Он встал и неторопливо прошелся по берегу, придерживая больную сохнущую руку здоровой. Берег шевелился — для замаскировавшихся грузин из охраны Сталина вождь был все-таки слишком тяжел.
— А где товарищ Мао? — спросил вождь.
— Плывет, — щурясь на речную даль, сказал всесоюзный староста. — Вон его голова чернеет!
— Упрямый какой, — пробормотал Сталин. — Есть в нем какой-то мятежный дух. Кинул товарищей в краю родном и поплыл. Что ищет он на том берегу?
— Связей с международным троцкизмом, — подсказал из-за спины Берия.
— Русский народ и китайский народ — братья навек! — возразил от столика Го-Мо-Жо, счастливо уткнувший нос в бокал с «Хванчкарой». Видно было, что вино ему пришлось по душе.
— Правильно, — Сталин повернулся к нему и трубкой описал полукруг — Но всегда надо ставить вопрос: а что по этому поводу думает грузинский народ?
— Василия Ивановича жалко, — неожиданно огорчился всесоюзный староста. — Какой был человек! Какой человек! Джигит!
— Кстати, — Сталин повернулся к верному помощнику. — Надо, Лаврентий, посмотреть, не было ли в родословной Чапаева грузинских корней? Надо внимательно посмотреть, Лаврентий!

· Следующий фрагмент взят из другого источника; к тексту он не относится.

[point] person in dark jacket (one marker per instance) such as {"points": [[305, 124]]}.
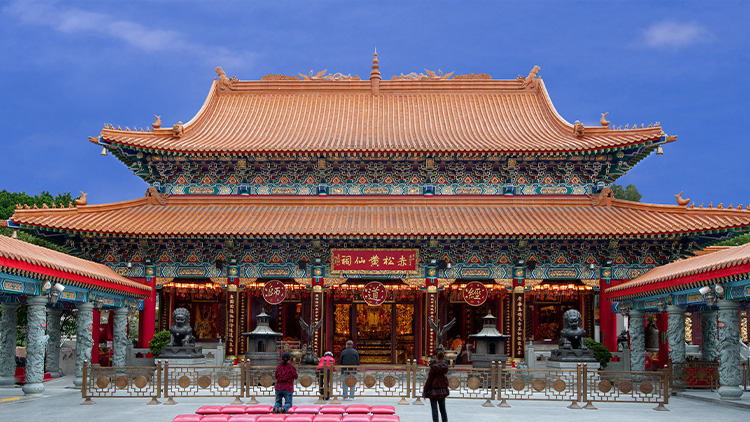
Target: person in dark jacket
{"points": [[286, 373], [436, 386], [349, 359]]}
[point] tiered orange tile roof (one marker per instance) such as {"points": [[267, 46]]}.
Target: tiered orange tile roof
{"points": [[692, 272], [404, 116], [384, 216], [19, 257]]}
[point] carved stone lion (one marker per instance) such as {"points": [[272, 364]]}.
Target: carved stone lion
{"points": [[572, 334], [182, 333]]}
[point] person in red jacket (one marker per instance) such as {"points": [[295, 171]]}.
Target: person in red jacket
{"points": [[325, 367], [436, 386], [286, 373]]}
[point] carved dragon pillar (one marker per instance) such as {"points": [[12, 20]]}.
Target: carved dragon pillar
{"points": [[120, 336], [729, 350], [84, 341], [676, 333], [710, 347], [8, 329], [36, 343], [637, 342], [54, 331]]}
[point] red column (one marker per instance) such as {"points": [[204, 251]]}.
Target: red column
{"points": [[147, 317], [662, 324], [607, 320], [95, 327]]}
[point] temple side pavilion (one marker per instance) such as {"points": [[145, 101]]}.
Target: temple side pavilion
{"points": [[699, 300], [47, 282], [374, 205]]}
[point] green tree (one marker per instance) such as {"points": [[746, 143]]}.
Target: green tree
{"points": [[601, 353], [8, 201], [629, 193]]}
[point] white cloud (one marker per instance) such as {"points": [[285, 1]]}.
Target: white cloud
{"points": [[672, 34], [139, 36]]}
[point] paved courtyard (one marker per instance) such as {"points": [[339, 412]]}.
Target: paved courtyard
{"points": [[61, 401]]}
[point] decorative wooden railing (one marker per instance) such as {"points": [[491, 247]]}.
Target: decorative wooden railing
{"points": [[244, 381]]}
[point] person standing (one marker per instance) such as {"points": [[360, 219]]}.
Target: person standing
{"points": [[349, 359], [436, 386], [286, 373], [325, 372]]}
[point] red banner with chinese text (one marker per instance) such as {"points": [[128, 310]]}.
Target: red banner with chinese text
{"points": [[274, 292], [475, 293], [374, 261], [374, 293]]}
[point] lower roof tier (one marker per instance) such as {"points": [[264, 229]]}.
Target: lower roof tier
{"points": [[384, 216]]}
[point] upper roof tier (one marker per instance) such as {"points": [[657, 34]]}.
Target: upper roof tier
{"points": [[411, 114], [383, 216]]}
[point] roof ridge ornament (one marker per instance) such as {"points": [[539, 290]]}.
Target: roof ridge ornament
{"points": [[178, 129], [431, 75], [530, 81], [578, 129], [224, 81], [155, 197], [680, 200], [375, 74], [603, 198], [603, 121], [330, 77], [81, 200]]}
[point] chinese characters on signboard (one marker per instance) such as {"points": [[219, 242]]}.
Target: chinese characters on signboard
{"points": [[374, 261], [374, 293], [475, 293], [274, 292]]}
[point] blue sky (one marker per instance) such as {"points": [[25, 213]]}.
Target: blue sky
{"points": [[66, 68]]}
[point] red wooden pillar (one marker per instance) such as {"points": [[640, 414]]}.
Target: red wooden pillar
{"points": [[518, 314], [430, 311], [147, 316], [318, 307], [607, 319], [662, 324], [95, 328]]}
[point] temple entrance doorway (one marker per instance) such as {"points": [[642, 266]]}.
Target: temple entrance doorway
{"points": [[382, 334]]}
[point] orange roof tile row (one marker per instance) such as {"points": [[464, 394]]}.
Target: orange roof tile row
{"points": [[723, 259], [398, 216], [19, 250], [405, 117]]}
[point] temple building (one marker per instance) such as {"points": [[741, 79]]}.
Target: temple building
{"points": [[46, 282], [374, 205]]}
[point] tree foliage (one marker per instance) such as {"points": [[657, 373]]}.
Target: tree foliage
{"points": [[8, 201], [628, 193], [160, 340], [601, 353]]}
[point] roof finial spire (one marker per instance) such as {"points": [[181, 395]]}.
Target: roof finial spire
{"points": [[375, 74]]}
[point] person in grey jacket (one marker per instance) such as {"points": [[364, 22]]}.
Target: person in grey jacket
{"points": [[348, 360]]}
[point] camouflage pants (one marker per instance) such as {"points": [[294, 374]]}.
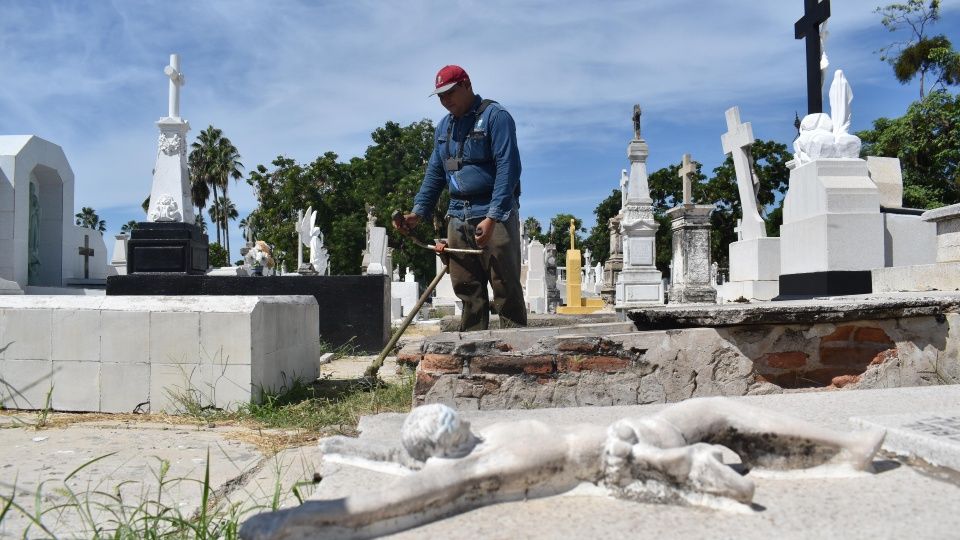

— Да что там смотреть, Коба! — кивнул Берия. — Мать у него была полугрузинка. А прапрадед — чистый грузин. Родом из Гори. Я знаю, мне не раз докладывали. Цховребошвили была их фамилия.
Мао плыл к берегу.
До него уже оставалось совсем немного.
Мао перевернулся на спину и снова принялся отдыхать, глядя в спокойные синие небеса. Ради политического и экономического союза с Россией можно было попить «Хванчкары». Пока приходится считаться с русскими, пусть их, как писал московский поэт Маяковский, сто пятьдесят миллионов, а китайцев в семь раз больше. Ведь еще саблями и мотыгами работать придется, внутреннего врага искоренять. Хорошо, что дети в Китае часто родятся и семьи, где их много, в провинциях не в редкость. Можно быстро наверстать упущенное, надо только постараться. Лиха беда — начало! А потом на планете каждый третий будет китайцем. А потом — каждый второй. Так и будет, пока не останутся одни китайцы. Как учил великий Конфуций, надо смотреть в суть и не отвлекаться на частности. А Китай, великий Китай, будет произрастать Сибирью. И еще он будет произрастать Индокитаем. И Южной Америкой. Да и Северной Америкой тоже. А там, глядишь, произрастем и Европой. Главное — смотреть в суть и не отвлекаться на частности.
Он устало перевернулся на живот и поплыл к берегу. Пресноводные креветки щекочуще кусали председателя за ноги, бессовестно, как русские девушки, лезли в трусы. До берега оставалось совсем ничего.